MikeAxtell / ShortStack

ShortStack: Comprehensive annotation and quantification of small RNA genes
MIT License
88 stars 29 forks source link

Problems with shortstack output interpretations #102

Closed RubioB closed 1 year ago

RubioB commented 3 years ago

Hi !

I am a little confused concernaning the results obtained with shortstack.

To sum up, I work with two conditions and in each of them I have three biological replicates.
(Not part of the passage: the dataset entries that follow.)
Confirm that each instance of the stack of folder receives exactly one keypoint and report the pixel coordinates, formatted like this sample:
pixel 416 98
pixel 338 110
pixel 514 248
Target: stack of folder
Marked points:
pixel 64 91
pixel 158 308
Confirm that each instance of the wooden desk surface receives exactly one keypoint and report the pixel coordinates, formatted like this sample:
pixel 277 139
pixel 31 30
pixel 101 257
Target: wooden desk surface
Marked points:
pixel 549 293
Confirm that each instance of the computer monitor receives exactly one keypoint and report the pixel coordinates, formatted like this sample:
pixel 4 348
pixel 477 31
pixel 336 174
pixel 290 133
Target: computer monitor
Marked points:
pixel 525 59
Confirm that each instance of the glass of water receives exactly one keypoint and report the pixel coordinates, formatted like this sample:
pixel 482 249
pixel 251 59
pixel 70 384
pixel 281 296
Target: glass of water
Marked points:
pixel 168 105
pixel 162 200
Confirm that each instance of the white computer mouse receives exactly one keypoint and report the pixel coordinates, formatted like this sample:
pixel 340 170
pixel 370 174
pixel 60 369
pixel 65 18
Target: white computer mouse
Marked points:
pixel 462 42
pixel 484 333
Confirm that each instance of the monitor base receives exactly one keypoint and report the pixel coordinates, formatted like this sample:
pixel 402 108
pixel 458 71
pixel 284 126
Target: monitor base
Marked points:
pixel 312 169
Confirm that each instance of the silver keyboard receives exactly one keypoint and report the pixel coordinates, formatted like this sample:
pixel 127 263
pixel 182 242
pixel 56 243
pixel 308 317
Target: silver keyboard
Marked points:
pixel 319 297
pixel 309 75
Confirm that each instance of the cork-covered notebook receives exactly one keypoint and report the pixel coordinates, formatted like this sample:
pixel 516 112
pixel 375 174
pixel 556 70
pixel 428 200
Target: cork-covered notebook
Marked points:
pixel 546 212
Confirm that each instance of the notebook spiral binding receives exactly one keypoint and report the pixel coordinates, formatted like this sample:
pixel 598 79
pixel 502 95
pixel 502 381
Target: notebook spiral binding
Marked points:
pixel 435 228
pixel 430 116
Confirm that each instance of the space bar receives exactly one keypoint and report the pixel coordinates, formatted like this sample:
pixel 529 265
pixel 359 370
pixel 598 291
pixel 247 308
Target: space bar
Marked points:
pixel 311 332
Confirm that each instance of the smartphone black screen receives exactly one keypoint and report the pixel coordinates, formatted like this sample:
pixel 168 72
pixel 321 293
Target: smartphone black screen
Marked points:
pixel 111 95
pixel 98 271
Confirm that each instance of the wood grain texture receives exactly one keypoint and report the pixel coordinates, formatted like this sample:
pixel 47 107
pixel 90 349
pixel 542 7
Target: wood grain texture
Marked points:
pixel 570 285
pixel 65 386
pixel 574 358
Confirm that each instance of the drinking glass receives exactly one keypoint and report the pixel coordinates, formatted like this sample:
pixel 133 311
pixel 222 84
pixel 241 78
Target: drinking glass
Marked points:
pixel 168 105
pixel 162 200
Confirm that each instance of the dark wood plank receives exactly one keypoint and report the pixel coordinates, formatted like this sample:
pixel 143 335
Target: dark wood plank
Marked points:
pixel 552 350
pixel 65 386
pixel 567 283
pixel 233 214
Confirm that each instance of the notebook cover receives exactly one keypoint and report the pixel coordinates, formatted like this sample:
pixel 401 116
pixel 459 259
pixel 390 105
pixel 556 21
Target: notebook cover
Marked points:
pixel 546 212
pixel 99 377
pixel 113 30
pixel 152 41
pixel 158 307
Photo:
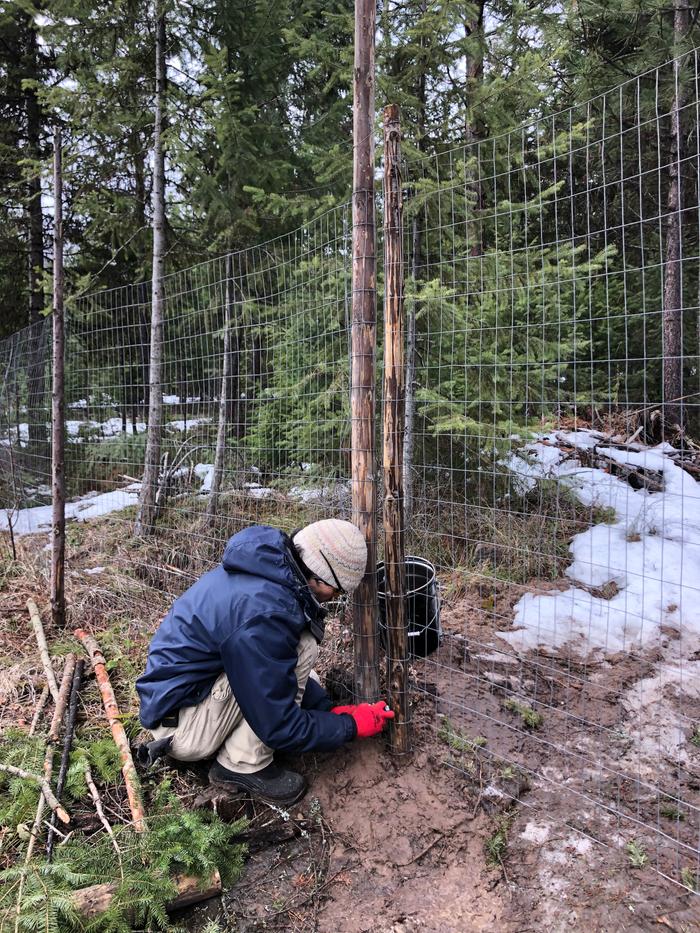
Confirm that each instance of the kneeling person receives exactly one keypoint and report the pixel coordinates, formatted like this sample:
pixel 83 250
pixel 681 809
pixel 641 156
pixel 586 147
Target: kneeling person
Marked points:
pixel 230 668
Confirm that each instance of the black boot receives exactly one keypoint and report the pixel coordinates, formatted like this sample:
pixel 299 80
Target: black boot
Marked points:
pixel 273 784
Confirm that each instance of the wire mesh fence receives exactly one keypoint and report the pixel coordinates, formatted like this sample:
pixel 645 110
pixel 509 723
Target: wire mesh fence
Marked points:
pixel 555 300
pixel 552 292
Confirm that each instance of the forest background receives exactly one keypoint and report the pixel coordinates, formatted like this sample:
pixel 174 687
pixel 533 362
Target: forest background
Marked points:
pixel 258 133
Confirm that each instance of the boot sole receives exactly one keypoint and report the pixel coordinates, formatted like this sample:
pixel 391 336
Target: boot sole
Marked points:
pixel 236 788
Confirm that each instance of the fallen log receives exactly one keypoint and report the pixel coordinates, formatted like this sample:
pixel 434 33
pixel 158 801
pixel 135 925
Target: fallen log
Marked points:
pixel 49 796
pixel 43 648
pixel 48 770
pixel 122 742
pixel 97 899
pixel 67 745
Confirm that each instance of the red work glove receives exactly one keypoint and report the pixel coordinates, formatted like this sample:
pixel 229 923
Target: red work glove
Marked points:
pixel 369 717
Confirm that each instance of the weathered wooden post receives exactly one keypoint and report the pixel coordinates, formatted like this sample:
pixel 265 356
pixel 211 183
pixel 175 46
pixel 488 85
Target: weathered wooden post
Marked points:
pixel 394 405
pixel 58 481
pixel 364 341
pixel 148 507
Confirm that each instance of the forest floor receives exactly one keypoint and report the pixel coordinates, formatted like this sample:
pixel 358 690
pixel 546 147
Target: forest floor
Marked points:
pixel 488 824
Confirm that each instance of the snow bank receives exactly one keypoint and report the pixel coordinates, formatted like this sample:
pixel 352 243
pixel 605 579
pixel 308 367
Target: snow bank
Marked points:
pixel 651 553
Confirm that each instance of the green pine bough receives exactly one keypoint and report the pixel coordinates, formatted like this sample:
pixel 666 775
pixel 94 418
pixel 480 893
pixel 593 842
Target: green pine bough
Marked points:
pixel 179 842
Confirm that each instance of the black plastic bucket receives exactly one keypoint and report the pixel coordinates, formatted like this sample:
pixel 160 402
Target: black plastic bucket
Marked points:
pixel 422 606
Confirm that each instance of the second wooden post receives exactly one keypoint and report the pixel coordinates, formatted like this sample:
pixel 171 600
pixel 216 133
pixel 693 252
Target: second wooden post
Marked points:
pixel 364 345
pixel 394 410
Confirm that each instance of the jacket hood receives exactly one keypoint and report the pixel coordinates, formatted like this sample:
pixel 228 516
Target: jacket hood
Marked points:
pixel 265 552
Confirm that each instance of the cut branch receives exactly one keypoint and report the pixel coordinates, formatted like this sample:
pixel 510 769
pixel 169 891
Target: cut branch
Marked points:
pixel 58 713
pixel 39 709
pixel 94 793
pixel 45 787
pixel 67 744
pixel 97 899
pixel 112 710
pixel 43 648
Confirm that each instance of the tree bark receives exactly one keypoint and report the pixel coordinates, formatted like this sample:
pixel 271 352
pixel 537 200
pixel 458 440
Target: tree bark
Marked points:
pixel 58 482
pixel 224 408
pixel 37 449
pixel 364 342
pixel 133 792
pixel 394 562
pixel 145 523
pixel 95 900
pixel 673 292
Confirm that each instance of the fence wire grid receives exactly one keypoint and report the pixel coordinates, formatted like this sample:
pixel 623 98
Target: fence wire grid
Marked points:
pixel 552 291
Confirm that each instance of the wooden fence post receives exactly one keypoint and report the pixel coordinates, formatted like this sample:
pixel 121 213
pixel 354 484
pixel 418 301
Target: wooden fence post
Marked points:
pixel 58 482
pixel 394 410
pixel 364 343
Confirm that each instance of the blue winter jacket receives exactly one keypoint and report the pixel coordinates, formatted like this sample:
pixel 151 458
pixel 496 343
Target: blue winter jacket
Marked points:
pixel 245 618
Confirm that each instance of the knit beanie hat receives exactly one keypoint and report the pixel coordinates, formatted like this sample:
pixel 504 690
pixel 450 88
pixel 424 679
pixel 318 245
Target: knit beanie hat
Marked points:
pixel 333 550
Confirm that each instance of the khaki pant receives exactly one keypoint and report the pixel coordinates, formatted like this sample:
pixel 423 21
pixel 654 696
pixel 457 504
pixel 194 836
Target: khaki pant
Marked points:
pixel 216 725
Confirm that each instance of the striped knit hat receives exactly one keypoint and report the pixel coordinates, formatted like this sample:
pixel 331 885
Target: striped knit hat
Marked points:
pixel 334 551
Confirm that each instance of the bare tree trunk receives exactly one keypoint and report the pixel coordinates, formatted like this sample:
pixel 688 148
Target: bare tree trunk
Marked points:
pixel 411 344
pixel 145 523
pixel 37 452
pixel 409 428
pixel 673 293
pixel 364 342
pixel 220 454
pixel 58 482
pixel 394 563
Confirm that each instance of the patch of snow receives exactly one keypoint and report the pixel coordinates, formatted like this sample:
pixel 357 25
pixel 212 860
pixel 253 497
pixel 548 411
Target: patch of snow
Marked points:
pixel 651 553
pixel 256 491
pixel 205 472
pixel 39 518
pixel 536 832
pixel 181 425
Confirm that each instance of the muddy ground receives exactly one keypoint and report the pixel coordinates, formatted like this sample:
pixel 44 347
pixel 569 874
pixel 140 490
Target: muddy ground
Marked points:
pixel 503 818
pixel 487 824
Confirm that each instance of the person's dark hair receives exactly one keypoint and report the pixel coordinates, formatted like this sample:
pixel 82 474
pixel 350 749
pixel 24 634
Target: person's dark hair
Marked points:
pixel 306 573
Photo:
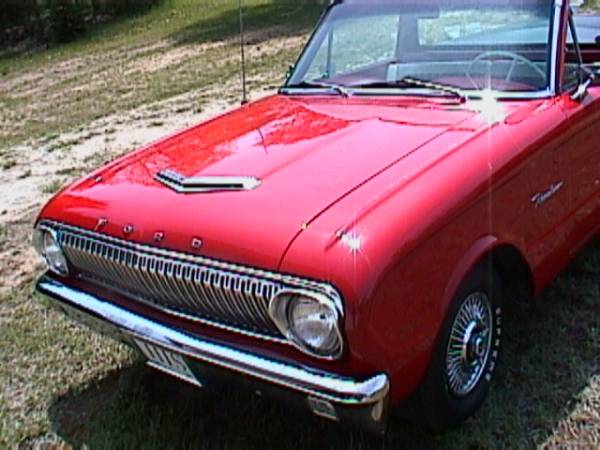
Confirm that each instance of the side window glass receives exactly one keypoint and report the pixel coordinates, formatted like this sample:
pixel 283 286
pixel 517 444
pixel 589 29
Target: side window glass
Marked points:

I firts performed an analysis under shortstack independently for each condition which allowad me to obtain the populations of smallRNA in each of the two conditions. In order to compare the populations of smallRNAs between my two conditions, I looked for the overlaps between clusters of the two analyzes (with bedIntersect). Thus, I identified 70% of clusters with overlap between the two conditions and so 30% clusters that were specific to each condition.

At the same time, I wanted to see if there were any expression differentials of smallRNA between my two conditions so I restarted an analysis under shortstack this time by analyzing the two conditions together. I then performed an analysis in DESEQ2 and it turned out that I only had a single cluster which was differentially expressed between my two conditions.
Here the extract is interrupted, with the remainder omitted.